Something strange is going on in the Midwestern town of Hypothermia. After a strange vehicle is found inside of a grain elevator, journalists Bob Putnam and Lenny Pinne are sent to cover the story. Never in their wildest dreams could they have possibly imagined the situations they would encounter. Two alien races — the Veggians and the Omnians — are currently on Earth. One is investigating an unsanctioned wormhole, while the other is planning an invasion. The American government has been surreptitiously led to believe there will be an attack but as things become jumbled it is unclear which race is the real threat.

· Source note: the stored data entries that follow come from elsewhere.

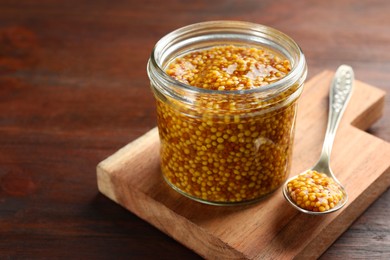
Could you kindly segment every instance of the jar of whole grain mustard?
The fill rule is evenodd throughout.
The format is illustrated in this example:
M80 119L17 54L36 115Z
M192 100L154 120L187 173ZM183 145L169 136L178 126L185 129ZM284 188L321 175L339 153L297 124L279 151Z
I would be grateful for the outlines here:
M181 194L214 205L259 200L286 180L307 68L267 26L212 21L164 36L147 66L161 170Z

Z is for Xenophobe is hilarious. The title of the book itself provides a hint to the author’s sense of humor. The alien spaceships are designed after classic cars so they do not stand out so much. When the aliens take on human form they appear as old movie stars such as John Wayne and Ronald Reagan. The aliens’ inability to comprehend English slang or figures of speech is priceless. It is evident the author spent a great deal of time choosing the perfect words to describe events, often creating words from popular politicians’ names. In fact, the entire book could be considered a satire about American politics and how the rest of the world perceives its leadership.

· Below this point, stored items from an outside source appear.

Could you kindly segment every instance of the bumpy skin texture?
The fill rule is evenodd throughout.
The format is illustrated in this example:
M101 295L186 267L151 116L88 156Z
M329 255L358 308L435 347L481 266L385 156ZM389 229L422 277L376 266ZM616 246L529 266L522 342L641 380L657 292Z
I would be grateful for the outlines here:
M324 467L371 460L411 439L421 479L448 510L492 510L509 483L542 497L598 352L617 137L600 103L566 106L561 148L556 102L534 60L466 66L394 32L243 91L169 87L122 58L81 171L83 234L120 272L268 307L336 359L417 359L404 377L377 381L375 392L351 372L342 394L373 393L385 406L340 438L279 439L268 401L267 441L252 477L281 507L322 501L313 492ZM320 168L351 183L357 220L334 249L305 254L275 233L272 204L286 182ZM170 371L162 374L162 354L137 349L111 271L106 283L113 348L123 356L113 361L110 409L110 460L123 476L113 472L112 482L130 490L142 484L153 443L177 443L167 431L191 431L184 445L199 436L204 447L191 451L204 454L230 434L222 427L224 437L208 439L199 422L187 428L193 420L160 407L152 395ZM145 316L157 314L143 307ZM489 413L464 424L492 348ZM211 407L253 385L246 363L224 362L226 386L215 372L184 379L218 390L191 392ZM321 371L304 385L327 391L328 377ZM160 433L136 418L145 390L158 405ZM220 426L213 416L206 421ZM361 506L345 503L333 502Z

Xenophobe is the first book in a series, and I must admit I truly enjoyed reading it. I had a difficult time getting into the story at first due to the strange names of the alien characters and the action skipping around between subplots. However, as things began to be tied together after a few chapters, I became engrossed. I appreciated the vivid descriptions of the characters which allowed me to picture in my mind how they appeared.
This book could be considered both science fiction and adventure. The story is appropriate for anyone aged thirteen-years and older. However, young readers will not likely understand the political humor. The combination of action, suspense, and mystery takes the plot to a much higher level. I am really looking forward to the next book in Terry Faust’s series.